Sir Giles Rooke (1743–1808) was an English judge.
The third son of Giles Rooke, a merchant of London and director of the East India Company, by Frances, daughter of Leonard Cropp (1710-1785) of Southampton, he was born on 3 June 1743. He was educated at Harrow School and matriculated at St John's College, Oxford on 26 November 1759, graduating B.A. in 1763. He proceeded M.A. in 1766, and in the same year was elected to a fellowship at Merton College, which he held until 1785.
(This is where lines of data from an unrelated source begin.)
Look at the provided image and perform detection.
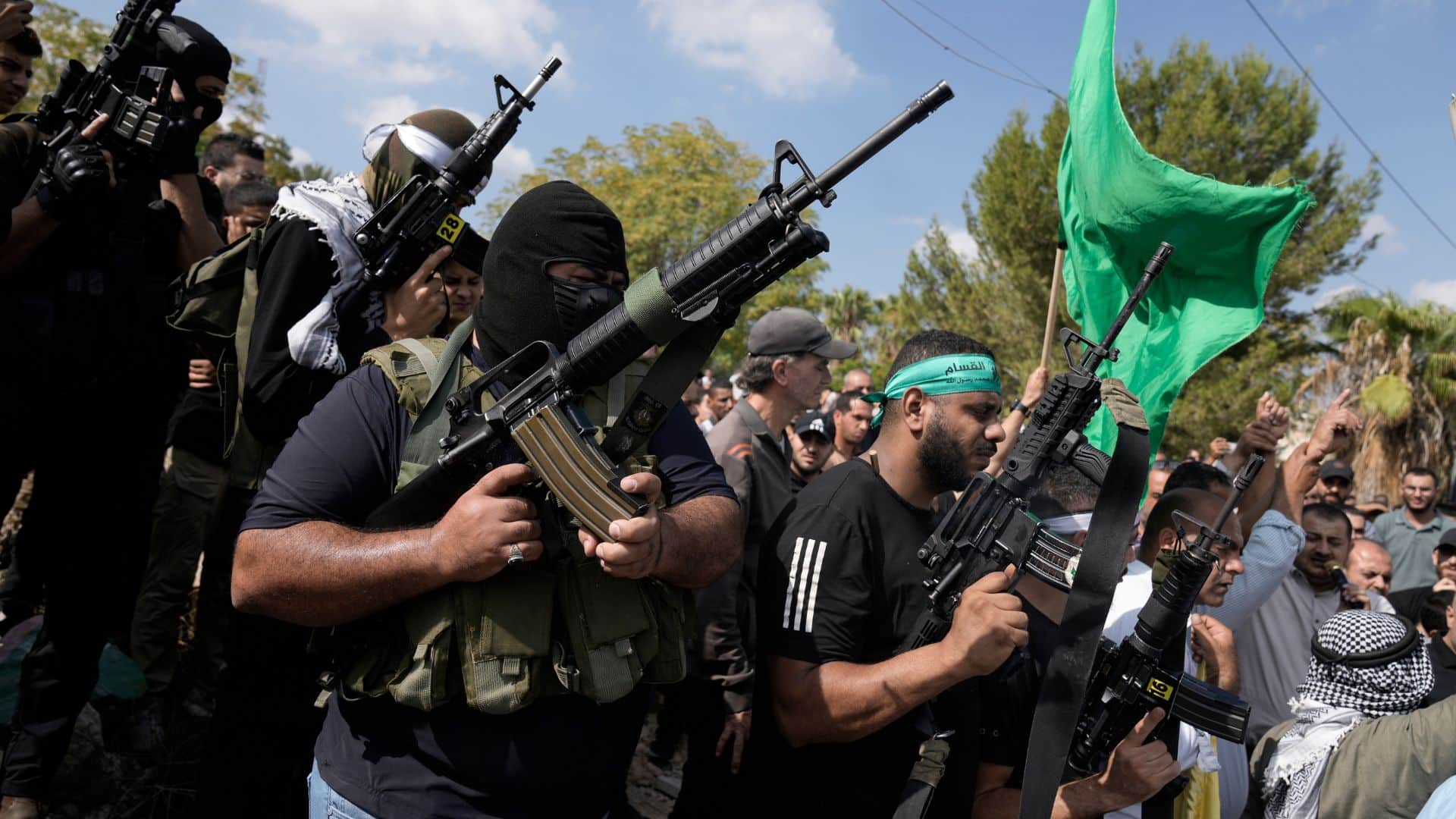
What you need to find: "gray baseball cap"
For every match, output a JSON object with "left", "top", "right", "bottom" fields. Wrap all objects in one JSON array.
[
  {"left": 748, "top": 307, "right": 859, "bottom": 359},
  {"left": 793, "top": 411, "right": 833, "bottom": 440}
]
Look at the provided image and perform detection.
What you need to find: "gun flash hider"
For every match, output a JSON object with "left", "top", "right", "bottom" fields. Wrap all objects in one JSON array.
[{"left": 511, "top": 405, "right": 646, "bottom": 542}]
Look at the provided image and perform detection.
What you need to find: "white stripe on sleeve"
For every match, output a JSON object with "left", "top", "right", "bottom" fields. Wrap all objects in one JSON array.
[{"left": 783, "top": 538, "right": 812, "bottom": 628}]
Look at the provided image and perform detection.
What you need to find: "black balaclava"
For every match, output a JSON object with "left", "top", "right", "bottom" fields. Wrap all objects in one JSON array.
[
  {"left": 475, "top": 179, "right": 629, "bottom": 372},
  {"left": 157, "top": 16, "right": 233, "bottom": 127}
]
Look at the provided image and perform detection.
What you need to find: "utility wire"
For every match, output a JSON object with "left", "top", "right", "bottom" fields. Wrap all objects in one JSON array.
[
  {"left": 1244, "top": 0, "right": 1456, "bottom": 249},
  {"left": 915, "top": 0, "right": 1060, "bottom": 98},
  {"left": 880, "top": 0, "right": 1065, "bottom": 102}
]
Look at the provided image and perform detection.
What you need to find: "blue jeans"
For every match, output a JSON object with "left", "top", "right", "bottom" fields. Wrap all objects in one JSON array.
[{"left": 309, "top": 761, "right": 375, "bottom": 819}]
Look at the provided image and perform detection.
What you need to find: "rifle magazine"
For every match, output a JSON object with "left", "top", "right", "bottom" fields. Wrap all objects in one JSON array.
[{"left": 511, "top": 403, "right": 646, "bottom": 542}]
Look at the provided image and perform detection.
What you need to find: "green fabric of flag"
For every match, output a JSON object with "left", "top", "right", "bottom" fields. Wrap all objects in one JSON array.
[{"left": 1057, "top": 0, "right": 1313, "bottom": 452}]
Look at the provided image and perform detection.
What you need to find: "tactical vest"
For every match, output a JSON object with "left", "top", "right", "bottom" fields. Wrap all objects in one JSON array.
[
  {"left": 337, "top": 338, "right": 690, "bottom": 714},
  {"left": 168, "top": 217, "right": 287, "bottom": 490}
]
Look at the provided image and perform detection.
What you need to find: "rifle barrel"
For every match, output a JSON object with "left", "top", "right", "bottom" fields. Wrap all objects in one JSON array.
[
  {"left": 521, "top": 57, "right": 560, "bottom": 101},
  {"left": 783, "top": 80, "right": 956, "bottom": 213},
  {"left": 1102, "top": 242, "right": 1176, "bottom": 356}
]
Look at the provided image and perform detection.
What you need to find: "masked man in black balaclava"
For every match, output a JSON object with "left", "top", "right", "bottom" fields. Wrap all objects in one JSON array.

Rooke was also called to the bar at Lincoln's Inn in 1766, and went the western circuit. In 1781 he was called to the degree of serjeant-at-law, and in April 1793 was made king's serjeant. At the next Exeter assizes he prosecuted to conviction William Winterbotham, a dissenting minister at Plymouth, for preaching sermons of a revolutionary tendency; and on 13 November of the same year was appointed to the puisne judgeship of the Court of Common Pleas, left vacant by the death of John Wilson. At the same time he was knighted. Rooke presided at the trial at the York Lent assizes in 1795 of Henry Redhead Yorke for conspiracy against the government.
He died on 7 March 1808. Rooke left a large family by his wife, Harriet Sophia Burrard (d. 1839), the sister of Admiral Sir Harry Burrard-Neale 2nd Bt., of Walhampton. Lady Rooke was the daughter of Colonel William Burrard of Walhampton, Hampshire; Governor of Yarmouth Castle. The Rookes were the grandparents of the author William Henry Giles Kingston.
Rooke was author of Thoughts on the Propriety of fixing Easter Term, 1792 (anon.)